For all that, and in the XVII century in England there were enough of their masters. Firstly, the “miniature painting” gave new flowers, in the sense of small portraits painted on solid material, developed into a special English industry as far back as the 16th century. Sir Richard P. Holmes recently described it. Isaac Oliver was followed by: his son Peter Oliver (circa 1594–1654), also famous for his miniature copies of the famous large paintings of the collection of Charles I, and John Goskins (died in 1664), one of the most popular miniature portrait painters of his time . Significant was Goskins's nephew Samuel Cooper (1609–1672), whose delicate little portraits, full of pleasantly expressed peculiar life, with a firm and yet gentle letter and great clarity of color, can be best studied in Windsor Castle. Significantly all these artists, however, in this area was a foreigner, Genevane Jean Petitot (1607-1691), who worked in England for many years, then returned to Paris, and finally to Lake Geneva. His small enamel paintings, highly vital in expression and delicate in execution, are most often found in English private collections.
English masters of the great paintings of this period, who tried to compete with foreigners living in England, were also in most cases portrait painters. Copies with Van Dyck gained fame Henry Ston (died in 1653), the son of the sculptor Nicholas Ston. The name “Scottish Van Dyck” was received by George Jamson (1586 to 1644), who probably worked with Van Dyck in the workshop of Rubens. His well-observed, though dryly painted portraits are often found in Scottish rural castles. The first English painter, whose oil portraits can now be viewed with pleasure, was William Dobson (1610–1646), who developed on the copy of Van Dyck and Titian. His portraits are found in most of the large estates of England and in the National Portrait Gallery in London.

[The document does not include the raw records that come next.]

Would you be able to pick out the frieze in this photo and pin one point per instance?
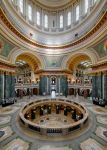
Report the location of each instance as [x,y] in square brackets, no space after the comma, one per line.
[89,34]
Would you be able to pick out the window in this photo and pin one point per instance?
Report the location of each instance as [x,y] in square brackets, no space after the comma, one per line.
[21,5]
[69,18]
[77,12]
[61,21]
[86,6]
[38,18]
[29,12]
[46,21]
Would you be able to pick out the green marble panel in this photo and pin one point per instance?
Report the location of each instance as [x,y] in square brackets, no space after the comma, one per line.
[1,87]
[100,49]
[105,87]
[5,46]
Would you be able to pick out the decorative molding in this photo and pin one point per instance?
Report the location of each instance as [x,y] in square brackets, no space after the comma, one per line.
[101,22]
[7,67]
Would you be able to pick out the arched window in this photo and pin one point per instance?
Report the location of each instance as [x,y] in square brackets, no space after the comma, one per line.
[38,18]
[61,21]
[21,5]
[29,12]
[46,21]
[77,12]
[69,19]
[86,6]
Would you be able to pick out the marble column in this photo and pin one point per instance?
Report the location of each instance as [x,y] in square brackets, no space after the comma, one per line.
[12,86]
[105,86]
[1,86]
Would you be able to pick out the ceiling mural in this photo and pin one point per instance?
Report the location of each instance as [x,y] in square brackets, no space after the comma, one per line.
[101,48]
[5,46]
[53,61]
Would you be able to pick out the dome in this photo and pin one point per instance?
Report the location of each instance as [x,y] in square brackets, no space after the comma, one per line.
[54,3]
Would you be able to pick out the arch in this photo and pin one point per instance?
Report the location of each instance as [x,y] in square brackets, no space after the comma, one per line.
[33,60]
[77,56]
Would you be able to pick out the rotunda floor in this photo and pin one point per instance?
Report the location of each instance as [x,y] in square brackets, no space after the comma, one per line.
[92,137]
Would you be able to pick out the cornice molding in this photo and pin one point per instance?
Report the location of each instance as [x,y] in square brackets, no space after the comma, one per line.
[101,22]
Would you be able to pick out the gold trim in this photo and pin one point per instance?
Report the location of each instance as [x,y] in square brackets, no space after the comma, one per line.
[4,18]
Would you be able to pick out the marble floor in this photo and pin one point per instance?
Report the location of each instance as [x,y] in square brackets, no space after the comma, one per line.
[94,137]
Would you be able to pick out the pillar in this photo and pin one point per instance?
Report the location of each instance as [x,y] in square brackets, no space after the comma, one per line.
[1,86]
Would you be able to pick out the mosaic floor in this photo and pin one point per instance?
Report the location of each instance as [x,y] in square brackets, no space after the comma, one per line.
[93,138]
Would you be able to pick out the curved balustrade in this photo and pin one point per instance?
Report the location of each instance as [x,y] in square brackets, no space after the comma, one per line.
[44,116]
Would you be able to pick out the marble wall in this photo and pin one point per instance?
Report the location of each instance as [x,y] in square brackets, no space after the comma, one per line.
[7,85]
[45,85]
[99,86]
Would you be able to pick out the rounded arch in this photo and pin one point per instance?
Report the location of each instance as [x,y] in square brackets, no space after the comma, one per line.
[75,57]
[34,60]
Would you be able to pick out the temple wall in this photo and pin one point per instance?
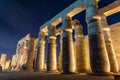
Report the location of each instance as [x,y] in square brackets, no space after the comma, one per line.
[115,35]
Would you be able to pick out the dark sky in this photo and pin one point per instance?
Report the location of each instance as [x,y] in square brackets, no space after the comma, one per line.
[20,17]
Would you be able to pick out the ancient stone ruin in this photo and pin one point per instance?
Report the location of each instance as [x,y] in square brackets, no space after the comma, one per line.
[96,53]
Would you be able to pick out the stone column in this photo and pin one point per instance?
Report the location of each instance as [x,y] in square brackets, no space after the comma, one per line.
[68,61]
[3,60]
[111,53]
[81,55]
[13,62]
[31,54]
[40,59]
[51,56]
[98,54]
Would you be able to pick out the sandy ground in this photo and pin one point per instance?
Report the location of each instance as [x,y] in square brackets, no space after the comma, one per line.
[49,76]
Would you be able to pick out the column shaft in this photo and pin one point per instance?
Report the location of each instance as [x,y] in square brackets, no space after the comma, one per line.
[51,57]
[40,60]
[81,55]
[98,54]
[31,55]
[111,53]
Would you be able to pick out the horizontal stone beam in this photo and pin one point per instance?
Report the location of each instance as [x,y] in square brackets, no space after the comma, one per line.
[78,7]
[111,8]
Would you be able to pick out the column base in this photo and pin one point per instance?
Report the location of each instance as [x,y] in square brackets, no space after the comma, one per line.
[101,74]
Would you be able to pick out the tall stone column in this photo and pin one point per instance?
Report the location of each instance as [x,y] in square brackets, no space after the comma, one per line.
[60,54]
[51,56]
[31,54]
[40,59]
[82,64]
[111,53]
[98,54]
[13,62]
[68,56]
[3,60]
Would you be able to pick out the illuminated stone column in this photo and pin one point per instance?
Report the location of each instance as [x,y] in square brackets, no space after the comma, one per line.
[3,60]
[31,54]
[60,54]
[111,53]
[40,59]
[51,56]
[68,56]
[82,64]
[98,54]
[7,65]
[13,62]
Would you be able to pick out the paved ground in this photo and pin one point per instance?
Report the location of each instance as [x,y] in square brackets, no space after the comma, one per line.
[49,76]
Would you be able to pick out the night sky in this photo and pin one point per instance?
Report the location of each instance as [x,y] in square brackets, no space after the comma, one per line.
[20,17]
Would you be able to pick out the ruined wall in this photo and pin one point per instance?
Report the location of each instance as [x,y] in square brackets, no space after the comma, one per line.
[115,35]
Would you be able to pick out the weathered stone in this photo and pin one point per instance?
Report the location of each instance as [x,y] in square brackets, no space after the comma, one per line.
[68,56]
[81,55]
[40,59]
[31,54]
[51,57]
[110,50]
[114,30]
[3,61]
[98,53]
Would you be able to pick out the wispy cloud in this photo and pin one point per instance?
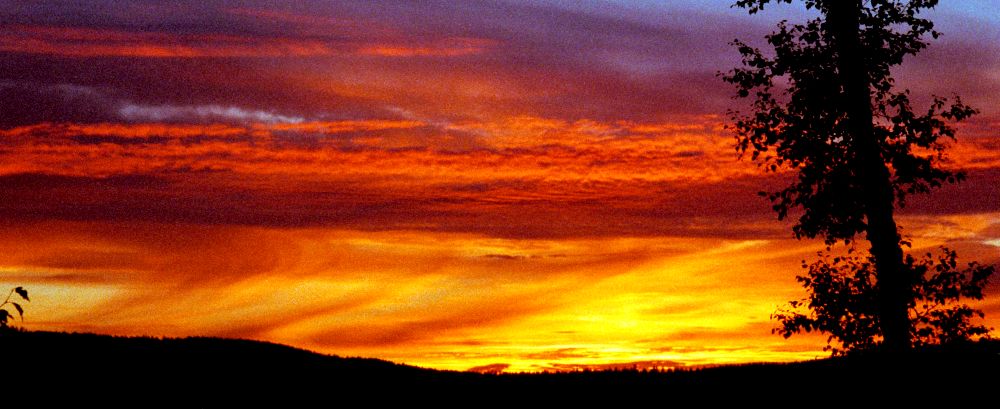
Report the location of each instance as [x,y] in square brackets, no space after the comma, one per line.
[156,113]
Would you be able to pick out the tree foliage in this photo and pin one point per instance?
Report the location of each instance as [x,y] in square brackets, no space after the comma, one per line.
[798,121]
[825,109]
[6,317]
[841,301]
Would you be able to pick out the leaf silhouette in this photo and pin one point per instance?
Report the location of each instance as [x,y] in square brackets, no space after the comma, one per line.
[22,292]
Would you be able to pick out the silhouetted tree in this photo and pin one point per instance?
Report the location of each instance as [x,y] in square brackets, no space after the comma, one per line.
[842,301]
[824,105]
[5,316]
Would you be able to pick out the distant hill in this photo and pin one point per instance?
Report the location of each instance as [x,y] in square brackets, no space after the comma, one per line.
[223,372]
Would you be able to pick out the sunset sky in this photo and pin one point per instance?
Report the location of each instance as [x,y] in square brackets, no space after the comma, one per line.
[519,185]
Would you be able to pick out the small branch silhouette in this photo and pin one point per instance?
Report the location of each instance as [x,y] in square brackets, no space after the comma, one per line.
[5,316]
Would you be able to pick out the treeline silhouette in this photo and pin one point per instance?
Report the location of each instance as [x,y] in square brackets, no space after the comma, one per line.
[87,368]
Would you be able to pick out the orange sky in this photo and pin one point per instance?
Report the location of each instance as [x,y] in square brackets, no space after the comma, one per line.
[524,186]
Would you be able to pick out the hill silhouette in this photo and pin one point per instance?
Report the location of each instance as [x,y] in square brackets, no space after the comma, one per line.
[88,368]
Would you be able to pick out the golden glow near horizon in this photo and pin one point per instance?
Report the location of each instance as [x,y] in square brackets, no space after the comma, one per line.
[453,301]
[502,189]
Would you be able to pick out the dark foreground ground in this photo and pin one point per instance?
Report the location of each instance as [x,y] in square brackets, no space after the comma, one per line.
[210,372]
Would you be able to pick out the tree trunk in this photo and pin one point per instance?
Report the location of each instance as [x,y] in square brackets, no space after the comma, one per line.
[894,292]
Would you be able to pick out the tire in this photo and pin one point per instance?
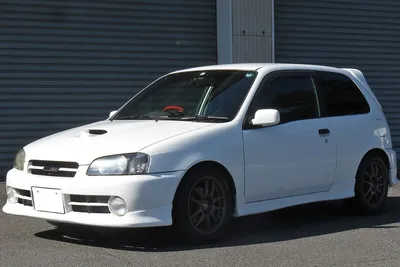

To the best belong the portrait of the poet Cleveland at Bridger House and a large expressive, somewhat variegated family group in Devonshire House in London.
The rest of the English portrait painters who worked after Lele and Kneller should be left to the local history of painting, and, conversely, should mention Sir James Thornill (1676–1734) as the first “significant” English historical painter. He wrote the events in the life of the Apostle Paul in the dome of St. Ren's Cathedral, which was painted with a grizal (gray and gray) Paul, and the variegated, too variegated inks, a series of frescoes of the life of William III in the great hall of the hospital in Greenwich; in Blenheim, Hempton Court and Oxford (All Saule and Keynes College) you can also find his paintings. Already as the first English painter to receive nobility, he occupies a prominent position in the history of English art. But he did not rise above the lethargic ordinary eclecticism.
Everything known about the development of English prints collected in a visual presentation of Sydney Colvin. Only with the great masters of etching and mezzotinto of the 18th century begins in the field of reproduction the victorious procession of English art, which could not have been predicted from its achievements in the 17th century.